AMSTERDAM (Reuters) - U.S. credit hedge fund Marathon Asset Management sees buying opportunities in British non-performing loans as Britain’s economy slows down following its vote to leave the European Union, the fund’s chief executive said on Thursday.
“We think the UK will really start to feel Brexit a year from now,” Bruce Richards, who is also chairman of the $14 billion (10.42 billion pounds) hedge fund, told a conference.
“The UK is destined — not for a deep recession — but for a multi-year adjustment and we think that starts to hit from the second half of (next) year.”
Credit hedge funds typically concentrate on buying assets which are in default, and holding onto them in the hopes of a restructuring or upturn.
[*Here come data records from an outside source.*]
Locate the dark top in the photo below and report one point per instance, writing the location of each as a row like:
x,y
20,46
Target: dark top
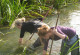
x,y
30,26
68,32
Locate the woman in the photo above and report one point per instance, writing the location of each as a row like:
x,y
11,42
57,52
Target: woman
x,y
68,36
29,26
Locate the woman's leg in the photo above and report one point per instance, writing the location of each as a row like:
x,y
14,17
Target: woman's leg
x,y
64,48
75,51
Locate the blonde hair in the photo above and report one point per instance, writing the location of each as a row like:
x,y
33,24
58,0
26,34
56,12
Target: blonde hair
x,y
17,22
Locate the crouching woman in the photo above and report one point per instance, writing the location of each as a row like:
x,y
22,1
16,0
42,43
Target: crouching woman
x,y
68,36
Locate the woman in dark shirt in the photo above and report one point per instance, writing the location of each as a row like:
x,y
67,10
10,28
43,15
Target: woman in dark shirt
x,y
68,36
28,26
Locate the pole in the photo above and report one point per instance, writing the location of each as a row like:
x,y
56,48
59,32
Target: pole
x,y
53,35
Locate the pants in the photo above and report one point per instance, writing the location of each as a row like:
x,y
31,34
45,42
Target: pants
x,y
64,47
67,45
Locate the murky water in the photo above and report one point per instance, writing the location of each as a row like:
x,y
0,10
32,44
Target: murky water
x,y
9,38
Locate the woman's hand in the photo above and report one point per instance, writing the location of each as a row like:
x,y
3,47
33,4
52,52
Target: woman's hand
x,y
20,40
44,52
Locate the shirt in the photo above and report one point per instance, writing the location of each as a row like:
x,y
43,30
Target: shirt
x,y
63,30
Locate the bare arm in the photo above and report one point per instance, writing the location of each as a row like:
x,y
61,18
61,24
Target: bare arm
x,y
58,34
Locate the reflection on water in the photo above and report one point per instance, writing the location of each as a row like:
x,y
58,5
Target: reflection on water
x,y
9,42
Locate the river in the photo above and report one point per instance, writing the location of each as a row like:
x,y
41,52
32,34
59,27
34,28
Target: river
x,y
9,38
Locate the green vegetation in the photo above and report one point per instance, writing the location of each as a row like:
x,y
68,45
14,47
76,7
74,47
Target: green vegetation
x,y
11,9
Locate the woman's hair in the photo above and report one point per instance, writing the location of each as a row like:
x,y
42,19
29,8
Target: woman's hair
x,y
17,22
42,31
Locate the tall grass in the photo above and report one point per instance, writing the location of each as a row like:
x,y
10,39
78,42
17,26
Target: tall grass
x,y
10,9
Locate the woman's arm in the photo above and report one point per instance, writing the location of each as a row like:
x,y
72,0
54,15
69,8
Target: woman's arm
x,y
62,36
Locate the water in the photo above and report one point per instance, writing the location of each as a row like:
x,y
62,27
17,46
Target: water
x,y
9,38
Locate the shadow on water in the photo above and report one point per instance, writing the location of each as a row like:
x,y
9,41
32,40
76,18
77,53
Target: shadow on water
x,y
9,38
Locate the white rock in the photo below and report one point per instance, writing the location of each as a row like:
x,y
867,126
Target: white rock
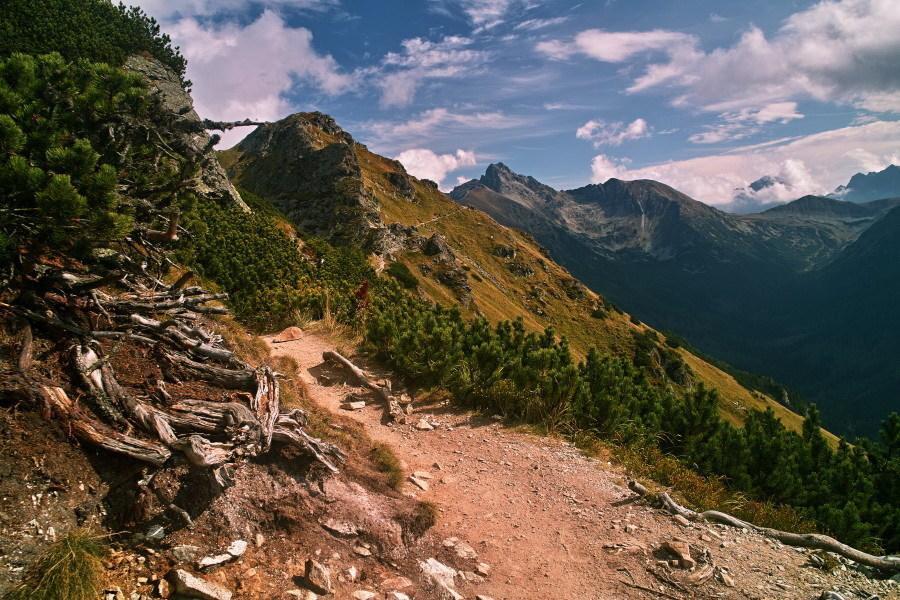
x,y
317,577
419,483
237,548
186,553
192,586
438,572
340,528
214,561
465,551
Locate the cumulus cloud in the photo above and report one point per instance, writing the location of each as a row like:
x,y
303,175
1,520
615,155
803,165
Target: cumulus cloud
x,y
615,46
845,51
486,14
605,167
235,77
601,133
813,164
746,122
403,72
425,164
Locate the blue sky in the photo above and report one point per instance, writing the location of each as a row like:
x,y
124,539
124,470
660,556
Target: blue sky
x,y
706,96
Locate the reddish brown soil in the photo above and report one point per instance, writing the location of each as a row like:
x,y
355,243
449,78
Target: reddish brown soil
x,y
552,522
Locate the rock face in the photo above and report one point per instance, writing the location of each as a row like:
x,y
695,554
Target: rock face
x,y
211,182
305,164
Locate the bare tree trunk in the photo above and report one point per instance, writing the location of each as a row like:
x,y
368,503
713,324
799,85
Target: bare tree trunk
x,y
815,541
392,408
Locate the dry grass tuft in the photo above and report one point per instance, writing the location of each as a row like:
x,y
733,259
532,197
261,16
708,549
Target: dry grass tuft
x,y
69,569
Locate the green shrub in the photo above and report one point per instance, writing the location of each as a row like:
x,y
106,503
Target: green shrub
x,y
270,281
97,30
77,166
69,569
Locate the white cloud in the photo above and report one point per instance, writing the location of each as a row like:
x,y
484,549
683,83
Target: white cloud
x,y
403,72
166,10
427,126
486,14
535,24
746,122
615,46
235,77
844,51
425,164
612,134
566,106
815,163
608,167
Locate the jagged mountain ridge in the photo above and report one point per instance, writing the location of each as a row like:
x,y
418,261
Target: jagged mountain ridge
x,y
714,277
874,185
459,254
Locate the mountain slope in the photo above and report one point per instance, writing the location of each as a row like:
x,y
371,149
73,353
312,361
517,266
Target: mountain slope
x,y
843,326
461,255
874,185
715,278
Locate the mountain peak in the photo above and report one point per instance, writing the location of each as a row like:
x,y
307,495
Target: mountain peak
x,y
874,185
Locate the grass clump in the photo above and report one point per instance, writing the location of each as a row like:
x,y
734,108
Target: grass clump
x,y
69,569
387,462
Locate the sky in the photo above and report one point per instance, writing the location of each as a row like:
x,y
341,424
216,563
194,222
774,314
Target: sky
x,y
702,95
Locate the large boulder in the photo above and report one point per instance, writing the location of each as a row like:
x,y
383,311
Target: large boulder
x,y
211,181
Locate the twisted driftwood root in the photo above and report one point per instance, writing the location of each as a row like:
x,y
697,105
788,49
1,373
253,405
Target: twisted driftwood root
x,y
815,541
392,409
150,427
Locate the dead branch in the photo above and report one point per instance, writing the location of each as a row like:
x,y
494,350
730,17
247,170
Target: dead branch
x,y
98,434
170,235
25,357
392,409
182,281
226,125
815,541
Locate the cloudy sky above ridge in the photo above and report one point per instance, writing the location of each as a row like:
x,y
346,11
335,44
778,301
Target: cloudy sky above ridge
x,y
705,96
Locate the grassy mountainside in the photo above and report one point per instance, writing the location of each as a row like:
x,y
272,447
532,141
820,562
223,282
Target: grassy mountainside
x,y
507,273
737,287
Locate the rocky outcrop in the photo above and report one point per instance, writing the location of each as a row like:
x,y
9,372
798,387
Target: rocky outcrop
x,y
211,181
305,164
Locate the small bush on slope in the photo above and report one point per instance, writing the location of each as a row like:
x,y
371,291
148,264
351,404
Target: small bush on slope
x,y
271,283
70,568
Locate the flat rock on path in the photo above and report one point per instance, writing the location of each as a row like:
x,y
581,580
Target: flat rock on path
x,y
543,517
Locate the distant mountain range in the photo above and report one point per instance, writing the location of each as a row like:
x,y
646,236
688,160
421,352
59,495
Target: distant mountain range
x,y
870,186
736,286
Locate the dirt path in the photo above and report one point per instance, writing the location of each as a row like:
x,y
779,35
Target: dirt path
x,y
550,522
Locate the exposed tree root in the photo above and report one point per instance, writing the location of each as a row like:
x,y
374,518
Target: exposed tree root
x,y
214,435
815,541
392,409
Britain’s economy has lagged since its vote in June 2016 to leave the EU.
The economy grew 0.3 percent in the second quarter after 0.2 percent in the first, adding up to the slowest growth for any major advanced economy since the start of 2017.
A sharp fall in sterling has driven inflation higher, and business investment has been frozen by Brexit uncertainty.
Marathon has had operations in Europe since 2001. While it has previously bought non-performing loans in Britain, Ireland and Germany, its current focus is on Italy, Portugal and Spain.
“But we think we will have another bite of the apple in the UK,” Richards said.
Credit hedge funds are up 4.39 percent so far this year, according to industry tracker Hedge Fund Research.